Aspirin has been used for more than 50 years as a common, inexpensive blood thinner. However, despite this long precedence, doctors have little understanding of how it works and why some people benefit and others don't.
To help solve this mystery, scientists enlisted two groups of healthy volunteers and one comprised of patients with heart disease seen in outpatient cardiology practices.
The healthy volunteers were given a dosage of 325 milligrams of aspirin daily for up to a month while the heart disease patients had been prescribed a low dose of aspirin as part of their treatment. The researchers then analyzed the participants' blood for the impact of aspirin on RNA expression and the function of platelets, blood cells involved in clotting.
The RNA microarray profiling after aspirin showed a set of 60 co-expressed genes the study calls the "aspirin response signature" because they consistently correlated with an insufficient platelet response to aspirin therapy among the healthy subjects as well as the heart disease patients.
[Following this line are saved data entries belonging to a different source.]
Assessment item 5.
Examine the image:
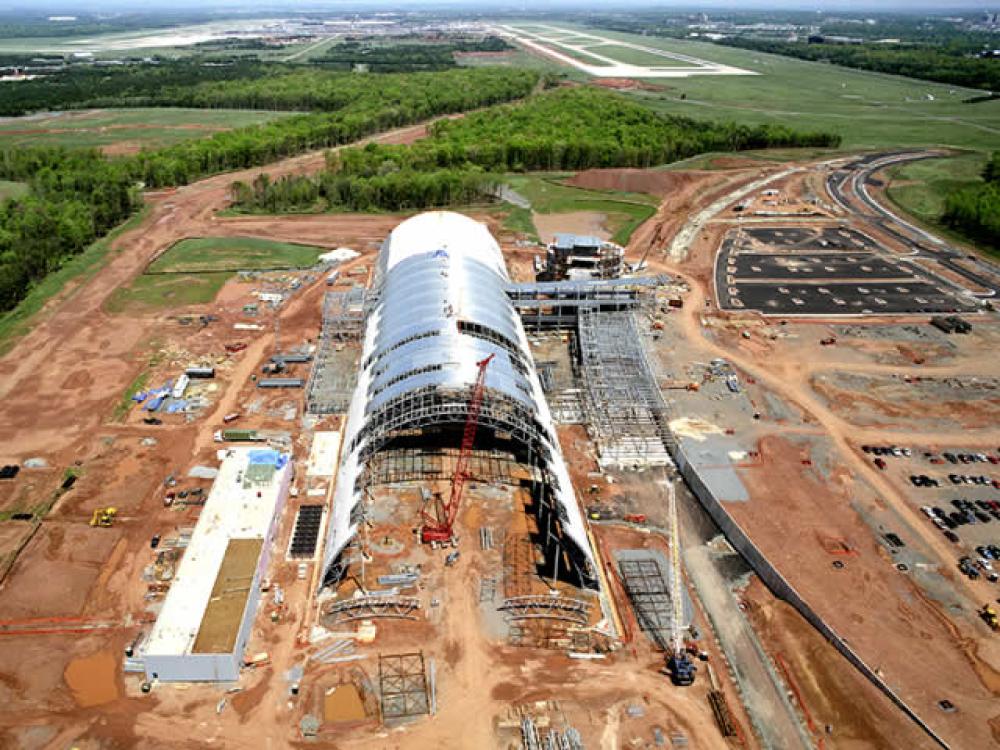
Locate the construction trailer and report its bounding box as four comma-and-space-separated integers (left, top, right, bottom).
320, 211, 600, 590
141, 448, 292, 682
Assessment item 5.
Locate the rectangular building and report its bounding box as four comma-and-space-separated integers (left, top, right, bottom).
142, 447, 292, 682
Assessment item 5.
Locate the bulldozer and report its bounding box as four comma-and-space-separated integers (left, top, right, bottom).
89, 507, 117, 528
980, 604, 999, 632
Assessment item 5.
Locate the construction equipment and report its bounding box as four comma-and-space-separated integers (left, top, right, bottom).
420, 354, 494, 545
665, 482, 696, 686
980, 604, 999, 631
89, 506, 117, 528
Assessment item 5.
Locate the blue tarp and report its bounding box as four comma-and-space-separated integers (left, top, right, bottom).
248, 449, 281, 466
131, 391, 147, 403
145, 396, 164, 412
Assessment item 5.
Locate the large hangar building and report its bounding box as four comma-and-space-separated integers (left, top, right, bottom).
320, 212, 598, 589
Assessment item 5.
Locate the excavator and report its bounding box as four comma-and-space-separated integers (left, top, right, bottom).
89, 506, 117, 528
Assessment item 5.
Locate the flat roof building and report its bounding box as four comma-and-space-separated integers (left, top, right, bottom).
142, 447, 292, 682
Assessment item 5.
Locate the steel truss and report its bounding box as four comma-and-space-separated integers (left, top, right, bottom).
326, 595, 420, 623
577, 309, 673, 468
618, 558, 672, 649
506, 275, 668, 331
499, 595, 592, 625
378, 652, 429, 719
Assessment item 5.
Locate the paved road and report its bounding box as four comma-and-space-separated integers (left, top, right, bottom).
827, 151, 1000, 298
676, 481, 812, 750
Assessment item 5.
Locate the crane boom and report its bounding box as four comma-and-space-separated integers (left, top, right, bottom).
421, 353, 494, 544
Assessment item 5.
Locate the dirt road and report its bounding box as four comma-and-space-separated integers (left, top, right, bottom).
0, 121, 429, 457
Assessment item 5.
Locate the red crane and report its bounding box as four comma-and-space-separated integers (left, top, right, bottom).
421, 353, 494, 544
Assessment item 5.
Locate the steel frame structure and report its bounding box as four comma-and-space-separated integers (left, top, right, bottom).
618, 558, 672, 649
321, 213, 600, 591
499, 595, 591, 625
305, 287, 365, 414
577, 308, 673, 468
325, 595, 420, 623
378, 652, 429, 719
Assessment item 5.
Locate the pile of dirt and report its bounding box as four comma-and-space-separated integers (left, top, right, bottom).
591, 78, 665, 92
567, 168, 699, 197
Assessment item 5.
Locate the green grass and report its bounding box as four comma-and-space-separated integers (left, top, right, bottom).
501, 205, 539, 239
113, 368, 151, 422
0, 206, 149, 355
149, 236, 329, 274
105, 271, 231, 314
0, 108, 295, 151
885, 152, 987, 223
504, 173, 658, 245
581, 44, 690, 67
0, 180, 27, 200
884, 152, 997, 258
513, 23, 1000, 153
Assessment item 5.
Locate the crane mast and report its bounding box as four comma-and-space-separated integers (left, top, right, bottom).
421, 353, 494, 544
666, 480, 696, 685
The researchers also examined the aspirin response signature in another group of patients who had undergone cardiac catheterizations and found the signature was effective in identifying those patients who eventually suffered a heart attack or died as well.
"There is something about the biology of platelets that determines how well we respond to aspirin and we can now capture that with a genomic signature in blood," Dr. Deepak Voora, assistant professor of medicine at Duke and one of the study's authors, said in a press release regarding the study's results.
Researcher Dr. Geoffrey S. Ginsburg is the director of genomic medicine at Duke's Institute for Genome Sciences and Policy and executive director of the Center for Personalized Medicine.
Based on the results of the study, Ginsburg believes that more specific tailoring is clearly needed in order to improve care for each patient.
"We give the same dose to all patients, but maybe some patients need a larger dose of aspirin, or maybe they need to try a different therapy entirely," he said.
To solve this problem, he argues that better tools are needed in order to monitor patients and adjust their care based on their needs.
Fortunately, the study shows that such tools may not be very long off.
"Nearly 60 million people take aspirin regularly to reduce their chances of heart attack and death, but it doesn't work for everyone," said Rochelle Long of the National Institutes of Health's National Institute of General Medical Sciences, which partly supported the study. "By monitoring gene activity patterns these investigators uncovered a 'signature' linked to inadequate responsiveness. This work may eventually lead to a simple blood test to identify those who do not benefit from aspirin, enabling them to seek other therapeutic options."